Et la farce tourne carrément à la caricature quand Lire a l'indécence d'accorder à Lemieux rien de moins que trois demi-pages pour faire l'auto-promotion de son livre ! Dans cet article, Lemieux se moque (en théorie) d'Emmanuel Pierrat "qui, par exemple, menace de poursuites un livre pas encore écrit [de Pierre Jourde] mais supposé hostile au Monde des Livres et à Josyane Savigneau". Pourtant, Lemieux dans ledit article se livre (en pratique) à un exercise d'auto-encencement pas très subtil alors que son livre n'est pas, lui non plus, encore publié ! Le plus ironique est que Pierre Jourde dans La littérature sans estomac (L'esprit des péninsules, 2002) et Le crétinisme alpin (précédé de Petit déjeuner chez Tyrannie par Eric Naulleau, La fosse aux ours, 2003) dénonce précisément le système de copinages, trafic d'influences et renvois de monte-charge pratiqué par la critique littéraire dominante.

On savait que Le Monde des livres reposait sur un tel système de connivences et complaisances. Mais Lire pousse encore plus loin la manipulation médiatique fustigée par Jourde : ce magazine charge l'auteur lui-même de faire la critique de son livre au beau milieu d'une enquête créant un environnement favorable à sa diffusion. Quelle leçon de déontologie ! Assouline publie la majorité de ses ouvrages (dont une biographie du fondateur de cette maison) chez Gallimard ; il a donc intérêt à ce que le livre de son protégé se vende le mieux possible : Denoël est une filiale du groupe Gallimard ! Il est l'un des principaux tenanciers de l'espace médiatique littéraire et la tirelire de son bienveillant magazine a besoin de la manne publicitaire versée par Gallimard et par d'autres maisons d'édition.

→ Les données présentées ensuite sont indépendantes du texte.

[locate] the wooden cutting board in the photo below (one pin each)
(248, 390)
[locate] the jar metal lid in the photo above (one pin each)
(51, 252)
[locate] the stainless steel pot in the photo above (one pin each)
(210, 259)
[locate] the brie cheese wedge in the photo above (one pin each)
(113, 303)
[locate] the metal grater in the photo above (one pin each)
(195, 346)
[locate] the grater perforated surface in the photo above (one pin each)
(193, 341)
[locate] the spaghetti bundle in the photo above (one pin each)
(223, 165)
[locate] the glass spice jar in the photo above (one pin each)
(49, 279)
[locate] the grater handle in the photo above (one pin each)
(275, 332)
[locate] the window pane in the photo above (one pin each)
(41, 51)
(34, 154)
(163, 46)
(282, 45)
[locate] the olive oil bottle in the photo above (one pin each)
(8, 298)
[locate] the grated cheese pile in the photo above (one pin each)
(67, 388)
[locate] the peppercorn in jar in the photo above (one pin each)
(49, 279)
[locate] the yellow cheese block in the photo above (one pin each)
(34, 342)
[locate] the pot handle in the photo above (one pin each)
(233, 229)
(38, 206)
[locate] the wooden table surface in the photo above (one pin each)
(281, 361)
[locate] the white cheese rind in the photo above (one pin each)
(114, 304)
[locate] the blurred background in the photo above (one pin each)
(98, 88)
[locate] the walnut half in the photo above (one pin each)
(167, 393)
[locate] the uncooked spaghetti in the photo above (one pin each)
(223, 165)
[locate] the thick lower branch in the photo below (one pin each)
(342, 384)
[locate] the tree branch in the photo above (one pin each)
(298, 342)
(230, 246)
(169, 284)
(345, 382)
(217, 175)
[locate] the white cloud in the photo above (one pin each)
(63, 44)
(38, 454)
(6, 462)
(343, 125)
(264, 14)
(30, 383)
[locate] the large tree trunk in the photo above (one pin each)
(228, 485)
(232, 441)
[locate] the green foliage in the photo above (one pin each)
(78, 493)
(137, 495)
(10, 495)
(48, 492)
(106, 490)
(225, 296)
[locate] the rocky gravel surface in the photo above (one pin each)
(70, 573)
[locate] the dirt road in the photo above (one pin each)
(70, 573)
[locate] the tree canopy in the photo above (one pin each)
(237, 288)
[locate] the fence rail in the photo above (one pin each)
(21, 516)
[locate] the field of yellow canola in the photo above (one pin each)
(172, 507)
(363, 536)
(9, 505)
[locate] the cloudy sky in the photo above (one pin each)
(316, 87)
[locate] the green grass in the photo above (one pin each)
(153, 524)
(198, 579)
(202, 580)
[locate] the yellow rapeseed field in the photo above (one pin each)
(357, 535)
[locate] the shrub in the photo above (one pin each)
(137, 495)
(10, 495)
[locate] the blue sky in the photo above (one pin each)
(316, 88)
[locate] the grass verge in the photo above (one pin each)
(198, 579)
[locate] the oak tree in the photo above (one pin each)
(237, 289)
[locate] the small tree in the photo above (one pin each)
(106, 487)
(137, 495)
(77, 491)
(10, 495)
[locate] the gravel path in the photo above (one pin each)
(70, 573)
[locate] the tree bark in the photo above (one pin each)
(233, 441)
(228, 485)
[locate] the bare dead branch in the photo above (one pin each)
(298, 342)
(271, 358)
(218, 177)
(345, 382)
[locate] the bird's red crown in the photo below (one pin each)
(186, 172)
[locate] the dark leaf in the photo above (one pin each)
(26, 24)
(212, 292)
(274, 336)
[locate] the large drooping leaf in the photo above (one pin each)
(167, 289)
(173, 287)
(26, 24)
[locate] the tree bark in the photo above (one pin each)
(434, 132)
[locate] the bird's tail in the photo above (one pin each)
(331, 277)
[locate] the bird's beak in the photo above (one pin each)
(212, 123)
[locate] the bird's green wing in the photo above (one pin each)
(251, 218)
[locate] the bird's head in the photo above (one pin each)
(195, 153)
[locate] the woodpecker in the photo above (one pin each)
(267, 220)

Les suggestions d'Assouline flattent l'audimat intellectuel : arrêtons de crier à la censure, arrêtons de judiciariser et fumons le calumet de paix. Mais en pratique il n'hésite pas à transgresser les principes dont il se fait le défenseur et il a lui-même recours aux procédés qu'il dénonce dans son éditorial tape-à-l'œil. Un comportement désolant de la part du directeur d'un magazine qui a la prétention de s'appeler Lire. Après cela, la nomenklatura littéraire et les médias dominants viendront s'étonner que les débats intellectuels en France ressemblent à une partie de scalps ou à une engueulade de saloon.

Mais il ne faudrait pas oublier le vrai enjeu : la liberté d'opinion, d'expression et de circulation des idées. Pas seulement en théorie, mais en pratique.